6. Con: Distractions That Eat Into Your Work Time
Distractions are everywhere, but it’s a little easier to get back on track when you’re working in a traditional office setting. There are supervisors and managers to hold you accountable, as well as coworkers who are relying on you to do your part.
When you work from home, there’s hardly anything stopping you from going down a Twitter or Netflix rabbit hole for two hours. Distractions like television shows, pets, a phone call or text, social media, or even the doorbell can cause you to lose precious time in your workday at home.
Once you’re distracted, it takes about 25 minutes to get back on track on average. So, if you spend an hour on social media, you’re bound to lose out on 90 minutes. It’s important to have self-discipline and boundaries when working from home.

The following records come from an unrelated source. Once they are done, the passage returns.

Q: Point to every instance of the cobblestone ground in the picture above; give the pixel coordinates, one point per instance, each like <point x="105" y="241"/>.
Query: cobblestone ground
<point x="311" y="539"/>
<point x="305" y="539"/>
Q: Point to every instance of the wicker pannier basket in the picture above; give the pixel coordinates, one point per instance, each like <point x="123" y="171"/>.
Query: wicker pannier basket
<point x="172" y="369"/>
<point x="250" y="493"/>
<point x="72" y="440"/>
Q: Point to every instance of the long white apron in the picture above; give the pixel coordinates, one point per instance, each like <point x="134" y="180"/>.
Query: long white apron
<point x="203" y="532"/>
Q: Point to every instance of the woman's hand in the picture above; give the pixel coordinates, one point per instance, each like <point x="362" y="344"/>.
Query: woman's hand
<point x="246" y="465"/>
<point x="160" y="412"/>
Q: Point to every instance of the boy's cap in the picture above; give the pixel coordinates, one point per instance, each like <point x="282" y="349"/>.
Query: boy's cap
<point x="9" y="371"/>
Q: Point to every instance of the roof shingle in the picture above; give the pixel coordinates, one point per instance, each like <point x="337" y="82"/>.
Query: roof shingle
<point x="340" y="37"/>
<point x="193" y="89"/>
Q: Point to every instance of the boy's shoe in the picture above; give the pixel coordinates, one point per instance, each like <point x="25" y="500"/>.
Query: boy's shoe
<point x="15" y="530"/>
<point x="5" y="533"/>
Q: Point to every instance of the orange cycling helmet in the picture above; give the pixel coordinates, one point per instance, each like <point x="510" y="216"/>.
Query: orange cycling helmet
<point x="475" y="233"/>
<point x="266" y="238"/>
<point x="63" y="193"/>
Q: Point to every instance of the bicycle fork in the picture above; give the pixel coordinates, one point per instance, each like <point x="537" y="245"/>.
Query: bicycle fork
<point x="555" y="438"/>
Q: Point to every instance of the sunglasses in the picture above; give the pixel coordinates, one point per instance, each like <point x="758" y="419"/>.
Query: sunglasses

This is especially true if you’re self-employed. Unlike a W2 job, your pay isn’t guaranteed, and if you don’t produce results or complete projects, you won’t make any money.
Is Working From Home Right For You?
Ultimately, working from home is not better than working in an office or another location for a company. It’s solely a personal preference, and you have to weigh the pros and cons carefully. Realize that your personality type is unique, and be honest about what you feel comfortable with.
If you start telecommuting, are you going to be able to set a schedule and stick to it? Will you make time for physical activity and movement, especially if you’ll be on the computer all day? How will reduced social interaction at work impact you? There are personal questions that only you can answer.
For the most part, people who work from home love it, but that’s because they’ve found a position and schedule that truly works for them after some trial and error. There are so many remote jobs and careers out there to choose from. If the pros outweigh the cons, consider pursuing this evolving way of earning a living. Just commit to it by your own will.
What are your thoughts on working from home? Do the pros outweigh the cons?
I’m absolutely all for flexibility and having a better work-life balance. I also love not having to leave home to get my work done (it just simplifies my life and cuts down on time spent traveling to work.) Plus, when I’m feeling introverted, working from home is a godsend. Thanks for this post!
Not seeing co-workers is one of my pros lol – in all seriousness, I love your site and daily emails and have followed you forever. Great tips. Work from homer since 2001 and will be for life.
Holly Reisem Hanna
I get it, I’m an introvert and thrive at home, but a lot of people miss the social interaction.
Thanks for being a long-time reader, appreciate it. 😊
My department finally started a trial of telecommuting.
While common for many organizations and departments there are advantages when people work together in the workplace. I find that Information is shared more frequently and people tend to bounce ideas off people on a seconds notice. Additionally, if someone overhears something, they can add value or point to another great resource. Within the group I work in, this happens ALOT!
Another downside not pointed out is that, if you are out of sight and sound you can easily be out of mind when it comes time for layoffs. Demonstration of “getting stuff done” is essential when working from home because managers tend to protect their “fiefdom” that they create. When VPs don’t see people managing people oftentimes the manager is at risk of being let go him/herself.
I am a fan of telecommuting but it doesn’t work for every situation. I DEFINITELY think it enables people to better manage the increasingly more difficult situation of work/life balance with dual income households.